I only popped into DKNY on Old Bond Street during my lunch break to buy a throw to wear over my sleeveless dress at my husband's company party this week. The weather is all over the place - one minute it is bright and sunny and literally the next minute it is raining hard. But then I saw "Sale" emblazoned across the windows of nearby Nicole Farhi and couldn't resist. I came away with three more tops. An expensive lunch break and I feel a little guilty at having flexed my credit card so vigorously. I try and tell myself, "Their clothes fit me so perfectly and the material feels so great against my skin!" and repeat it like a mantra. Then I tell myself, "I'm a grown woman, I earn my own money, I work hard." Now work is over and I'm back home trying on my purchases and showing them off to my husband and I feel great. I used to spend loads on clothes that rarely lasted out the year. A false economy. Then I met my husband whose wardrobe is filled with designer clothes that have lasted years. Nowadays, I rarely splurge on clothes but when I do, I do so in the knowledge that they'll keep a long, long time.

Here's an interesting article I read today:
Bridget Jones? She's got it easy
"Since when did skin shade, religion and the prospect of living with your in-laws become a concern for educated, career women looking for Mr Right? For British Asian females, who are facing a shrinking pool of eligible men, Bridget Jones had it easy."

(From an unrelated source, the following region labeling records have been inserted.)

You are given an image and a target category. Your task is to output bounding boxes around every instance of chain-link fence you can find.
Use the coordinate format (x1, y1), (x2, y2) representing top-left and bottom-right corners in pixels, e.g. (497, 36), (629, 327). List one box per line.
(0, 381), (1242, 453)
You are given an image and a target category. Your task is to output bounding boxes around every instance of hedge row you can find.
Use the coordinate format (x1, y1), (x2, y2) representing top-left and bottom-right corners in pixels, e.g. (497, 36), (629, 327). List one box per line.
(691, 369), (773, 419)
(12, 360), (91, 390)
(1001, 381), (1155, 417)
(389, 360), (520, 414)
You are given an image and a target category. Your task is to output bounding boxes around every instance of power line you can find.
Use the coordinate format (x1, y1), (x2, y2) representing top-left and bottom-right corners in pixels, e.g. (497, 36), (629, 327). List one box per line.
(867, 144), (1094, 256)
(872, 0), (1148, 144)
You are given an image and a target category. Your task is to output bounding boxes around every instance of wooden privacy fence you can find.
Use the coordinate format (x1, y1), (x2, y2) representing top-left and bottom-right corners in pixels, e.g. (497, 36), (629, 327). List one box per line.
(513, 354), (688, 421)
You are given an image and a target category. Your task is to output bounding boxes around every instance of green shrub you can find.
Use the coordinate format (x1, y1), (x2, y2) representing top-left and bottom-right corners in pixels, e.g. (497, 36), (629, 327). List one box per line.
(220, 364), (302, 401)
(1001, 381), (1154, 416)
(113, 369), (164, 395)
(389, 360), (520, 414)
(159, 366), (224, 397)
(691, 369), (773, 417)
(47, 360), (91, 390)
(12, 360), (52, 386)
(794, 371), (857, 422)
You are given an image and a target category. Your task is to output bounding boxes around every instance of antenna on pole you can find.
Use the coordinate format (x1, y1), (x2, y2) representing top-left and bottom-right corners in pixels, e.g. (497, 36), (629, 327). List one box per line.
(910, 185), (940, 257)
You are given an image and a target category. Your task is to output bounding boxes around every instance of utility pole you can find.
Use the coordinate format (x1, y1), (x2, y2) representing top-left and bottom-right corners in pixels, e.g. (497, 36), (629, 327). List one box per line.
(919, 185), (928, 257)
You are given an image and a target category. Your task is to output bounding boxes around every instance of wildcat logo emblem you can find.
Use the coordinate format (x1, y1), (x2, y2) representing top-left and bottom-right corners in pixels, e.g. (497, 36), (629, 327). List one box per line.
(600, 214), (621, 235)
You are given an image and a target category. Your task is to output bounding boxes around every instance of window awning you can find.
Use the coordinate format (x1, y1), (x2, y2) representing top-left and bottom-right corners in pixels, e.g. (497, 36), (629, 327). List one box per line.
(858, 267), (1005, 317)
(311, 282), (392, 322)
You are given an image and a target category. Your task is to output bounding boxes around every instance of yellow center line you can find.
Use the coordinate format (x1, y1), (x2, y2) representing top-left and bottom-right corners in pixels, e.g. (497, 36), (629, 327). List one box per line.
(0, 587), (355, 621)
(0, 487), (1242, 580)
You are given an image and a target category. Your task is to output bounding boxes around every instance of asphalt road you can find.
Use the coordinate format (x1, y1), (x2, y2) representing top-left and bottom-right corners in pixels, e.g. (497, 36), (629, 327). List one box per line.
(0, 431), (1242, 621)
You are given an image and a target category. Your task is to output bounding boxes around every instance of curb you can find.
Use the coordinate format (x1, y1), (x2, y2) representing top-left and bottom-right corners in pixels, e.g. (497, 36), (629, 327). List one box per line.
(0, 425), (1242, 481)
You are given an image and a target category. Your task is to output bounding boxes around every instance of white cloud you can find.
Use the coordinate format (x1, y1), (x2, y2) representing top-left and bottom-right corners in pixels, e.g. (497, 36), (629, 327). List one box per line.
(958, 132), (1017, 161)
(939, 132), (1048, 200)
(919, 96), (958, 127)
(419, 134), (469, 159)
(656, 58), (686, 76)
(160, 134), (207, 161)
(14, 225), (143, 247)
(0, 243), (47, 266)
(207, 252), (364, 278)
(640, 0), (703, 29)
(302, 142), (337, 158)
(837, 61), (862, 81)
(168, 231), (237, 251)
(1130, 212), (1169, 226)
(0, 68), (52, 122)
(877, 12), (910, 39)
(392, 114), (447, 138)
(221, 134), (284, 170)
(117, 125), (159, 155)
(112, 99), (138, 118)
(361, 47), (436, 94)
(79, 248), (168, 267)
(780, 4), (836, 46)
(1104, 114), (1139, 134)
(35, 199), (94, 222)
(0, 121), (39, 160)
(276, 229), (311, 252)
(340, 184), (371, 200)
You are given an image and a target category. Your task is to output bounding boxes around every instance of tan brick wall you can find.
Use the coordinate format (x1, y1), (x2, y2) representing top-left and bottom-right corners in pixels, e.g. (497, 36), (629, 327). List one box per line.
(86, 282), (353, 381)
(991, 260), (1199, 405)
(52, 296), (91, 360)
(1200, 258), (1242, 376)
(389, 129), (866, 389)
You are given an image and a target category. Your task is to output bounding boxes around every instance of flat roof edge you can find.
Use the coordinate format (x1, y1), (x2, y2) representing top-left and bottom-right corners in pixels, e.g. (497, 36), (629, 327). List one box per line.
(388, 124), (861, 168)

I'm lucky in that I had little pressure, both from myself or my parents, as to whom I should settle down with. My parents are non-religious and at no time did they stipulate I should marry "within my culture". There were pressures of course - as I had a PhD and a good job, they wanted me to marry someone who was my equal academically and professionally. However, I know in my heart they would have accepted my husband even if he hadn't been a lawyer with a science PhD from Oxford - so long as he was "a good boy".

But a friend of mine is really struggling to find a boyfriend let alone a husband. She's from a strict Muslim family and although she is a Cambridge PhD, a scientist and living away from home, she is completely obsessed and stressed out by her pursuit for the ideal man. She grills every man she meets and assesses him for marriage potential. He must be a Muslim, he must be Bengali, he must be highly educated, he must come from a good family, he must want children, he must have a good job, he must, he must, he must... She can never relax not even for a second. She is always fighting with her parents but at the same time she wants to please them. Moreover, she agrees with them that marrying within her faith and culture is important. It means the pool of men available to her is very narrow and shallow indeed. It amazes me she hasn't broken down with a nervous breakdown yet.


Broom said...

story of our lives - wanting to please our parents and still wanting to do what makes us happy.
sadly those are nearly always contradictory.

Planethalder said...

I know. I'm lucky than most, fortunately. My parents have never been typical Indian parents and have always given me alot of freedom.